Blight finalBand Line-up:
  • Gerald Ruschel – Vocals
  • Mo – Guitar
  • Phil – Bass
  • Efrem – Drums



1.       Armilus
2.       Dajjal



We’re pretty sure that it’s long been understood that none of us are going to hear anything ‘new’ in new music. Everything’s been done before, yadda yadda. And yet it’s hard to deny that an unpopped kernel of hope remains, ready to burst into life as we hover our finger, mouse, whatever over the play button. It’s disappointment that largely blooms though.

So goes the story with Blight, the new two track EP from Frankfurt am Main’s The Green River Burial. With Gerald Ruschel new on the mic, the band have undertaken an all over shake up of their sound, bringing in more tech and groove, and losing some of that core gubbins.

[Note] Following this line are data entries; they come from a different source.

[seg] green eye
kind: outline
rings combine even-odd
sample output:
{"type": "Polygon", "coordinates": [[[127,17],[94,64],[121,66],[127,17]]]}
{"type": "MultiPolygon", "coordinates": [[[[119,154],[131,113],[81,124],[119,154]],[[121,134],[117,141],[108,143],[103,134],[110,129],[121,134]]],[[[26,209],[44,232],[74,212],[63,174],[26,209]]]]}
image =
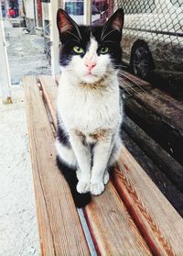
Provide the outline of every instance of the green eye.
{"type": "Polygon", "coordinates": [[[102,48],[100,50],[100,53],[101,53],[101,54],[106,54],[107,52],[109,52],[109,48],[108,48],[108,47],[102,47],[102,48]]]}
{"type": "Polygon", "coordinates": [[[84,50],[80,46],[74,46],[73,50],[78,54],[81,54],[82,52],[84,52],[84,50]]]}

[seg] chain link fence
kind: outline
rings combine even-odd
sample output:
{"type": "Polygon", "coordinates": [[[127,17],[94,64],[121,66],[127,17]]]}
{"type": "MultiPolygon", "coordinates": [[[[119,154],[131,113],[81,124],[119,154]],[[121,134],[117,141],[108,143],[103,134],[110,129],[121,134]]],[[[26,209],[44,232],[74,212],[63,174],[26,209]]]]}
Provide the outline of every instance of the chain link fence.
{"type": "Polygon", "coordinates": [[[113,11],[124,11],[124,61],[134,73],[145,79],[156,69],[166,77],[183,76],[183,0],[113,2],[113,11]]]}

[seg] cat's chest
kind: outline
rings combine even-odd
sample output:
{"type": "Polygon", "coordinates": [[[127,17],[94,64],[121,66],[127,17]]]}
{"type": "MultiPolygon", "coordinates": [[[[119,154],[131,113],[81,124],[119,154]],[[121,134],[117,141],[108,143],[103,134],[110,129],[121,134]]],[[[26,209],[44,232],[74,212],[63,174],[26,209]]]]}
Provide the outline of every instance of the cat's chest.
{"type": "Polygon", "coordinates": [[[119,95],[115,90],[59,90],[58,101],[61,117],[70,128],[93,131],[115,126],[119,116],[119,95]]]}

And there seems to be something growing on the cover.

It’s hard to imagine anyone getting truly excited about it though. Like truly taking this to heart. ‘Armilus’ is decent enough, once you get past the over-long intro, with a stab at technicality that will go down well with those who favour breakdowns over showing off. The guitar flashes away like a background warning sign, but there’s nothing of substance happening up front.

‘Dajjal’ occasionally slips into deep Phil Anselmo-style spoken bits between the deep-end growling, and still hanging in there core clean vocals. It’s another one for a small warm-up mosh pit, for kids needing somewhere to release, which makes the continued attempts to do something more with the guitars feel like someone putting gilding on a rusty bucket because that will make it look better. The ending just gives up with a stilted, stuttering, almost fairground, carnival line. It’s like a plod through soft-sucking mud in clown shoes. It’s not exactly dynamic.

The difficulty with these super short EPs that appear all the rage is that they don’t leave any room for missteps. Both tracks have to be awesome, really really awesome, because they don’t have anything else to lean on. Neither ‘Armilus’ or ‘Dajjal’ can be described in those words. Let’s hope the full length album manages more.